Monday, June 23, 2008
topic has no relevance wats o ever with the paragraph
life keeps pushing and pulling me in all directions, yet im unclear of the path i should choose. im not happy nor proudof the one i choosed but neverthless its the path that i should walk now. maybe i might regret choosing this particular path for the rest of my life. Although right now i feel like that this is what i want. but my instincts, which so far has always proven right is screaming at me for being such a dumb dumb to have choosen this path. oh well no need to whine about it now. xx
Sunday, January 20, 2008
how it would be to have a superpower?
as long as i could remember i have always been fascinated by superheroes.
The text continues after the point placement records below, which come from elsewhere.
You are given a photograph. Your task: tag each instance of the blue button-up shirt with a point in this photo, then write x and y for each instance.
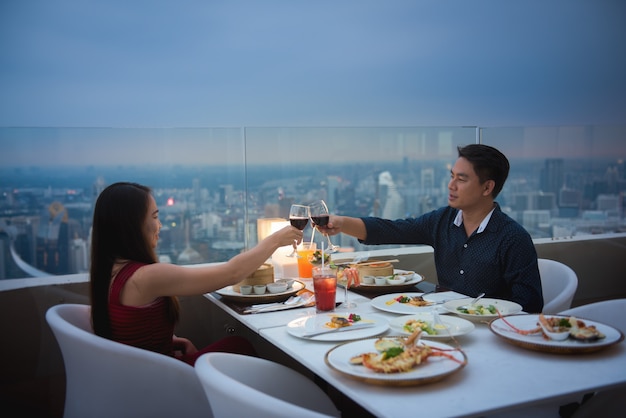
(501, 260)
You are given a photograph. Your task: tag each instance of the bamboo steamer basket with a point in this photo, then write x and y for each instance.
(263, 275)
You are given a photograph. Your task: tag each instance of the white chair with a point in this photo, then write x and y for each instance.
(610, 402)
(109, 379)
(244, 386)
(559, 283)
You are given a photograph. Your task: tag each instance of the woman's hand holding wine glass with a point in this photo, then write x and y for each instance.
(298, 217)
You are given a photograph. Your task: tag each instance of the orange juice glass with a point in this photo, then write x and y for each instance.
(305, 269)
(325, 288)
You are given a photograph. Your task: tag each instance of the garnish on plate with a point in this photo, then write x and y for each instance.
(341, 321)
(401, 354)
(412, 300)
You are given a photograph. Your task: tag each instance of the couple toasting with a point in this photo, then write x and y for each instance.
(477, 249)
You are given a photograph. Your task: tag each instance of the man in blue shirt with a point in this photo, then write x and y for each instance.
(477, 247)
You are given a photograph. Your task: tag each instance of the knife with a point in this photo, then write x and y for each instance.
(340, 329)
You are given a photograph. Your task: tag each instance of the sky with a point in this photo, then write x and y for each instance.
(198, 63)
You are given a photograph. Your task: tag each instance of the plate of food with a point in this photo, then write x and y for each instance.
(484, 310)
(447, 326)
(229, 293)
(334, 326)
(395, 361)
(406, 303)
(400, 280)
(543, 333)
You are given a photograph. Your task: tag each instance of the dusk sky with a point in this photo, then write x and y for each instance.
(199, 63)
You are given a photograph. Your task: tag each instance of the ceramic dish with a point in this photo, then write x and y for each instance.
(409, 283)
(432, 370)
(505, 307)
(454, 326)
(387, 303)
(538, 342)
(301, 326)
(228, 293)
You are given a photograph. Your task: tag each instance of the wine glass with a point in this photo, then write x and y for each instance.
(320, 217)
(299, 218)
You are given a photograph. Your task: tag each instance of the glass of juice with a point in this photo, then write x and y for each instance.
(305, 268)
(325, 288)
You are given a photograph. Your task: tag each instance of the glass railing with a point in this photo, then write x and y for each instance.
(213, 184)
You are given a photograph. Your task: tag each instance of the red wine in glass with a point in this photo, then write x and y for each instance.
(320, 220)
(299, 216)
(301, 223)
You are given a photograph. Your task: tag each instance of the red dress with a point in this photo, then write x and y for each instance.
(150, 327)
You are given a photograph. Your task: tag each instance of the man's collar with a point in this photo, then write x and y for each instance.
(458, 220)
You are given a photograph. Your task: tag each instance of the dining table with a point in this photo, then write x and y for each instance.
(498, 377)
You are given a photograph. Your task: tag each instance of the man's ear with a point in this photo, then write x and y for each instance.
(488, 187)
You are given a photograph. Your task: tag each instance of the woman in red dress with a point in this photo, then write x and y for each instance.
(134, 297)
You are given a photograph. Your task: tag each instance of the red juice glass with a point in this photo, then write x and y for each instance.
(325, 288)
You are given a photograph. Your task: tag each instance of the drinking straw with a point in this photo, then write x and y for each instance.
(312, 236)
As a kid i watched all the cartoons and read all the comic books i could find. and fantasized about my special powers. i wanted to fly, i wanted to be invisible, wanted to be strong and the list went on. every passing year i had less and less time to fantasize but than it doesn't mean that the idea of wanting to be a super hero faded away. its just now that those ideas just changed a bit. i still want to fly like superman.but if i had to choose from being able to fly and being able to read what people really feel and think i would choose the latter hands down. i mean the more we mature the more face marks we wear. and we lie more. its just we want to hide either the way we are feeling or we are just plain insecure.
i just ran out of steam,
Saturday, January 19, 2008
every begining has an ending
no matter how much we want something to last forever it still comes to an end. the ice cream corn that we don't want to melt always does. the series we want to watch everyday stops running and show re-runs. the high school lovers that wethought would get married and have dozen or so kids break up. the marriage that wethought would never ends, end up in a divorce. it all goes against everything that we as kids, believed. that the bad guys would get killed and the good guys would live happily after for ever and ever. how wrong could we be? i mean imagine all the things that is going around us that we turn a blind eye to. we hope and dream that there would never be an ending in our own life. that this is going to be the fairy tale ending of our life. no one can spoil it. and no one can mess it up. in the end it is us who mess it up. by raising our expectations that when it fails we come crashing and tumbling down. so we should rewire the way we think. we should think every begining has an end. that way we will enjoy the present. since we take everything for granted we tend to overlook the present. either the begining of something was so important that we tend to forgot about the present or the expectation that it would last for ever and ever make us plan for the future that we forget about the present.